Saturday, December 31, 2005

Comics Scribes to Screenwriters (and vice versa)


Alex Epstein asks: "Will you write a bit about your transition from comics to screen? A number of TV writers are moving in the other direction, and I'm testing the waters, so I'd love to know your thinking..." [Alex is head writer on an innovative show called Charlie Jade and author of the book 'Crafty Screenwriting: Writing Movies That Get Made'. Check out his blog at http://complicationsensue.blogspot.com - okay?]

Let's deal with the party of the first part first - me. I guess I am in transition from comics to screen, though it feels like I'm only a few steps down a very long road. I spent the 90s as a comics editor in London, first on the Judge Dredd Megazine and then on the legendary science fiction weekly 2000 AD. I quit to become a freelancer five years ago and have been banging my head against a wall ever since, trying to penetrate the magic circle of TV writing in Britain. I kept getting close but certainly lacked the craft to make a success of any opportunities that came my way. Who you know will get you chances, but what you know will turn those chances into commissions. I knew a few people, but lacked the craft to exploit my chances.

I'd almost given up on film and TV when earlier this year I heard Edinburgh's Napier University was launching an MA Screenwriting course, as part of a new Scottish Film Academy being established on campus. This was my chance to get the craft skills I lacked and to build up a fresh network of contacts. I'll be 40 next year, it was time to get my shit together or get off the pot. The fact I'd worked in comics was of no interest to my tutors when I applied for the course. But writing and editing scripts for comics do give you a lot of skills that are eminently transferrable to screenwriting [and I guess the reverse is just as true - but I'll tackle the other side of the coin in my next posting].

Like screenplays, scripts for comics are a blueprint for a visual storytelling medium. But comics are like watching a film during a lightning story or while standing beneath a strobe light. You only get to see glimpses, moments, flashes of the action. What happens in the gaps between the comic strip panels is almost as important as what is seen within the panels. This is particularly true of British comics like 2000 AD or the Megazine, which have episodes so short that sometimes resemble haiku to the rambling sonnets published by Marvel, DC and their US colleagues. An average story instalment in 2000 AD is five or six pages long - that's 36 panels at most to tell a tale with a beginning, middle and end, some plot progression if it's part of an on-going serial, some character moments, some stunning visuals to keep the artist interested and doing his best work. If it is part of a larger story, you have to resolve the cliffhanger from the previous episode, set up the cliffhanger for this episode and somehow include all that other stuff I mentioned in the previous sentence. Yikes!

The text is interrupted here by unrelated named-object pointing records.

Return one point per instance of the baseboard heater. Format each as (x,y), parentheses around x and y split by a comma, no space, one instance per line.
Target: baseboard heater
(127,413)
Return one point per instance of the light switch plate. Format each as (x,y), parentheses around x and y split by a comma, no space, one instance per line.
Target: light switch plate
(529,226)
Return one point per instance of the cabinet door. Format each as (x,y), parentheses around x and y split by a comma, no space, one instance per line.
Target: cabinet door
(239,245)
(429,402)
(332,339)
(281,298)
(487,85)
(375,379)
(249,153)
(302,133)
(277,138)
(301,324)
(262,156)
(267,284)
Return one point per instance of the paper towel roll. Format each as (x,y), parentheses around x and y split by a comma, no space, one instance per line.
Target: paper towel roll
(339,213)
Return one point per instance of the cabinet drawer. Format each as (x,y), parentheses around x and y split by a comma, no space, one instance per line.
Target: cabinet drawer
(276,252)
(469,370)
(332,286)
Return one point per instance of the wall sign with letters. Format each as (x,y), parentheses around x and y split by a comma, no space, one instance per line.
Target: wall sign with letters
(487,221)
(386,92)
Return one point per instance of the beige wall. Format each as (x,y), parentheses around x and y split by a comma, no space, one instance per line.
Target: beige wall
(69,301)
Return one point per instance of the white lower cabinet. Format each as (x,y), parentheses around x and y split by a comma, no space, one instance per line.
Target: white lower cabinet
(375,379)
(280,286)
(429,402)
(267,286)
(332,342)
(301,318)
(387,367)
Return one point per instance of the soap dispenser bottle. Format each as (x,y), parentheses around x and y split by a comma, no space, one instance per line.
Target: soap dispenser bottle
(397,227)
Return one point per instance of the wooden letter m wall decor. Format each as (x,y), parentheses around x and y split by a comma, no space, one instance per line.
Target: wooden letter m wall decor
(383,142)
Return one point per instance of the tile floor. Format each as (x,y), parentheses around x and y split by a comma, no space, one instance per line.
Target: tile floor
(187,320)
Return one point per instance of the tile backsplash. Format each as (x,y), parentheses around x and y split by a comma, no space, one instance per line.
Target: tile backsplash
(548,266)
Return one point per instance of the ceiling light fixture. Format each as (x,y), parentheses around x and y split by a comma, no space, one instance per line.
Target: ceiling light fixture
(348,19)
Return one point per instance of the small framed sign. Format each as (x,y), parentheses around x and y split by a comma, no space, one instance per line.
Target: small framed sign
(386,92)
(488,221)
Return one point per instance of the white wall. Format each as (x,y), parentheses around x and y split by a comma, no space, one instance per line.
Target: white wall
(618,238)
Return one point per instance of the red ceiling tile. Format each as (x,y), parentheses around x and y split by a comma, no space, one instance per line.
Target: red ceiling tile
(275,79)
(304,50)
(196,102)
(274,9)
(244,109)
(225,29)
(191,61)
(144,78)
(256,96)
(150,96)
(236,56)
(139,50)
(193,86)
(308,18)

It's no surprise that perhaps 25 writers in British comics have made enough money to call it their career in the past 25 years. It's even less of a surprise most of them end up working for the Yankee dollar to make real money - there simply isn't enough work on this side of the Atlantic to sustain them all. The UK is lucky if one great writer emerges each year. But it takes them several years and hundreds of published pages before they start producing their best work. Alan Moore wrote 50 one-off short stories for 2000 AD, Grant Morrison a not dissimilar amount. The need for such intense creativity in such a confined space is the perfect training ground.

Personally, I struggle to be so concise. My best scritp writing in comics has been for The Phantom, an old pulp character who's still going strong in places like Australia, Scandinavia and other random territories. I've written 20 issues of The Phantom to date and I thoroughly enjoy that as a job. Uniquely, each story is written as a full script, but I don't stipulate pages breaks. I simply write from panel 1 to panel 200 (or thereabouts), leaving to the artist to divide these into 32 pages of strip. Most stories are published as complete tales, singles, done-in-one efforts. It's remarkably liberating to start at the beginning, end at the end and not have to worry about cliffhangers, page breaks or trying to impress readers, reviewers and your peers with a stunning array of page to page transitions. With The Phantom, you just tell the bloody story and that's it - no airs and graces, no fancy footling, none of that post-Watchment look-at-me-I'm-so-bloody-clever bollocks.

Just tell a story! That's all the reader cares about, a good story, well told.

Got to go, time for coffee and cake (or probably a satsuma, to shift the post-xmas satsuma mountain).